彼女は、バグ修正や既存ユーザーから要望の多い小さな機能追加といったBAUのタスクに、リソースの30%を充てることを推奨する。さらに30%は、デジタル請求書への支払いボタン追加のように、製品のリーチを拡大する新機能に配分する。
残る40%は、業界トレンドへのキャッチアップと、ハイリスク・ハイリターンの実験に振り分ける。ジョリー自身は、こうした将来志向の取り組みに全体の約半分の時間を費やし、業界が向かう先と、統合された金融スタックが戦略的パートナーシップを通じて今後どのように進化していくかに注力している。
パートナーシップの力
フィンテックが従来型銀行を事業として駆逐しようとする時代は、終わりを迎えたように見える。代わって広がっているのは、新たな協業の波だ。ジョリーは、Xeroのプラットフォームが既存の銀行システムとの深い統合なしには機能し得ないと指摘する。

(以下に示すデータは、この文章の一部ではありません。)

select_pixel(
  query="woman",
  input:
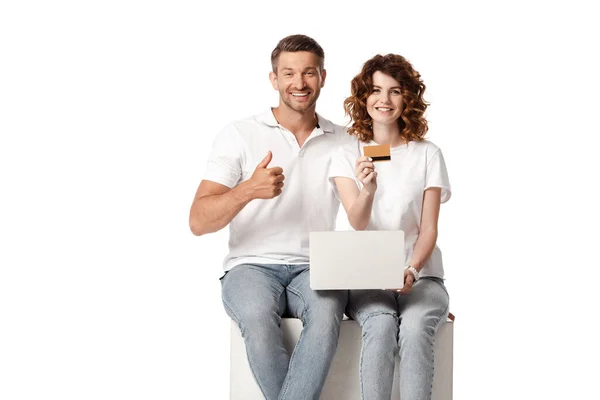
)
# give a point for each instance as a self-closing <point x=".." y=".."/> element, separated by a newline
<point x="387" y="108"/>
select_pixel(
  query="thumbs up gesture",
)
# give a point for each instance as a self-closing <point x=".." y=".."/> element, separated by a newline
<point x="266" y="182"/>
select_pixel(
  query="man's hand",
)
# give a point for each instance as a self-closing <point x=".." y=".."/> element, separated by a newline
<point x="366" y="174"/>
<point x="266" y="183"/>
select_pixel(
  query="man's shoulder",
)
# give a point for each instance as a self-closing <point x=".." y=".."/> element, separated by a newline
<point x="252" y="123"/>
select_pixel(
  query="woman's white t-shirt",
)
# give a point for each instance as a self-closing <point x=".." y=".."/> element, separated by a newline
<point x="398" y="201"/>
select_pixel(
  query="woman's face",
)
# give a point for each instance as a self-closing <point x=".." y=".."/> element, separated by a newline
<point x="385" y="103"/>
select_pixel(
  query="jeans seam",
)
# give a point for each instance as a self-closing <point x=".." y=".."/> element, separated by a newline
<point x="369" y="316"/>
<point x="301" y="317"/>
<point x="447" y="309"/>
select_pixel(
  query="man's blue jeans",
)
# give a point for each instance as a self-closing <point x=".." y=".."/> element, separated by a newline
<point x="256" y="297"/>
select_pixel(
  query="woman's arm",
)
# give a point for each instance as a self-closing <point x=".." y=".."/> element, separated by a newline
<point x="428" y="230"/>
<point x="358" y="203"/>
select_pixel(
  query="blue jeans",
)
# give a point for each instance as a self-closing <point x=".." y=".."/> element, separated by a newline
<point x="393" y="322"/>
<point x="256" y="297"/>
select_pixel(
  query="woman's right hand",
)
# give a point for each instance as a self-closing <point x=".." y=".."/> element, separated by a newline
<point x="366" y="174"/>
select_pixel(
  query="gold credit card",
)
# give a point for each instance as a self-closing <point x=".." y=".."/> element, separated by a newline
<point x="378" y="153"/>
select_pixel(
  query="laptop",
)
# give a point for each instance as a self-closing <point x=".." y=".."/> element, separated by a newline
<point x="356" y="260"/>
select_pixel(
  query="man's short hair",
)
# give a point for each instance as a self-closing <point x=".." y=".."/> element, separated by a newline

Plaidのような事業体とのパートナーシップにより、Xeroのような企業は銀行取引データを自動で取り込み、会計UI内にユーザーの銀行取引明細のデジタル複製を生成できる。この巨大金融と俊敏なテックプラットフォームの相乗効果こそが、最終的に中小企業のオーナーを力づける。「ポケットの中に1,000人のアナリスト」を入れるかのように、こうした統合サービスは、起業家が手作業の入力に費やす時間を減らし、それぞれの産業で成長に集中できるようにする。